Op een Zaterdagmiddag, toen Jan Lineke was gaan bezoeken, klopte Arie op Gerda's kamerdeur. Ze hoorde dat het Jaap niet was.
‘Kom maar binnen, Arie,’ riep ze vrolijk.
Ze zag aan zijn gezicht, dat hij iets kwam vertellen. Maar hij scheen van plan te veranderen. Hij kreeg een bezorgde uitdrukking om de ogen.
‘Ik kom es even bij je zitten, Ger. Hoe gaat 'et?’
Gerda nam zich voor te weten wat hij vertellen wilde.
‘Ga zitten, Arie. Och, hoe gaat 'et, dat weet je wel; ik ben wel es beter geweest, maar een mens slijt, is 't niet zo?’
Hij ging naast haar bed zitten en keek haar niet aan.
‘Ja Ger, we slijten allemaal; de een een beetje harder dan de ander. Misschien ligt 'et aan 't pak. Een ieder zal z'n eigen pak dragen. Nou heb je van die lui, die 't pak van een ander er bij nemen. Dat is de bedoeling niet.’
Gerda voelde zich verlicht door zijn woorden. Arie begreep veel, maar niet alles.
‘'t Komt wel goed, Arie. Ik heb weer moed genoeg. Dank je. Wat wou je me vertellen?’
Hij zag haar aan met iets joligs in de ogen.
‘Je bent veel te slim, Ger, 't wordt haast griezelig.’

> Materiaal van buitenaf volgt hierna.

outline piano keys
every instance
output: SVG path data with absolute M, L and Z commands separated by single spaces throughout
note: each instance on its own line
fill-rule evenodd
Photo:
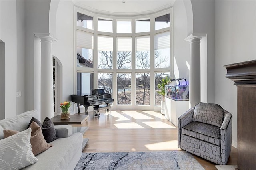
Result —
M 96 94 L 76 94 L 71 95 L 71 101 L 76 103 L 78 114 L 80 113 L 79 104 L 85 107 L 85 114 L 88 114 L 88 107 L 91 106 L 108 105 L 114 101 L 111 93 Z

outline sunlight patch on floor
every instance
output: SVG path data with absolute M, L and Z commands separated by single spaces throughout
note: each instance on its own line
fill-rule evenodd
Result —
M 150 150 L 177 150 L 180 149 L 178 147 L 178 141 L 145 144 L 145 146 Z
M 160 121 L 142 122 L 154 128 L 177 128 L 176 127 Z
M 115 111 L 111 111 L 111 116 L 116 117 L 118 118 L 118 119 L 116 120 L 116 121 L 127 121 L 130 120 L 125 116 L 122 115 L 119 113 Z
M 159 112 L 156 112 L 154 111 L 142 111 L 141 112 L 148 115 L 151 115 L 152 116 L 154 116 L 155 117 L 162 119 L 166 119 L 166 118 L 164 117 L 164 115 L 162 115 L 162 114 Z
M 146 128 L 135 122 L 128 123 L 114 123 L 114 125 L 119 129 L 142 129 Z
M 139 112 L 136 111 L 122 111 L 122 112 L 123 112 L 124 114 L 127 115 L 128 115 L 130 116 L 134 119 L 153 119 L 154 118 L 152 118 L 149 116 L 146 116 L 142 113 L 140 113 Z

Gedachteloos haalde hij de pijp uit zijn zak, bezag hem verstrooid, en stopte die toen haastig weer weg.
‘Steek gerust een pijp op. Dat vind ik wel gezellig.’
Ik zal wel wijzer wezen, dacht Arie. Je kunt alles overdrijven, ook de moed; als hij de kamer vol rook ging blazen, zou Gerda zeker een benauwdheid krijgen; en dan toch die eigenwijze moed om hem aan te sporen te roken.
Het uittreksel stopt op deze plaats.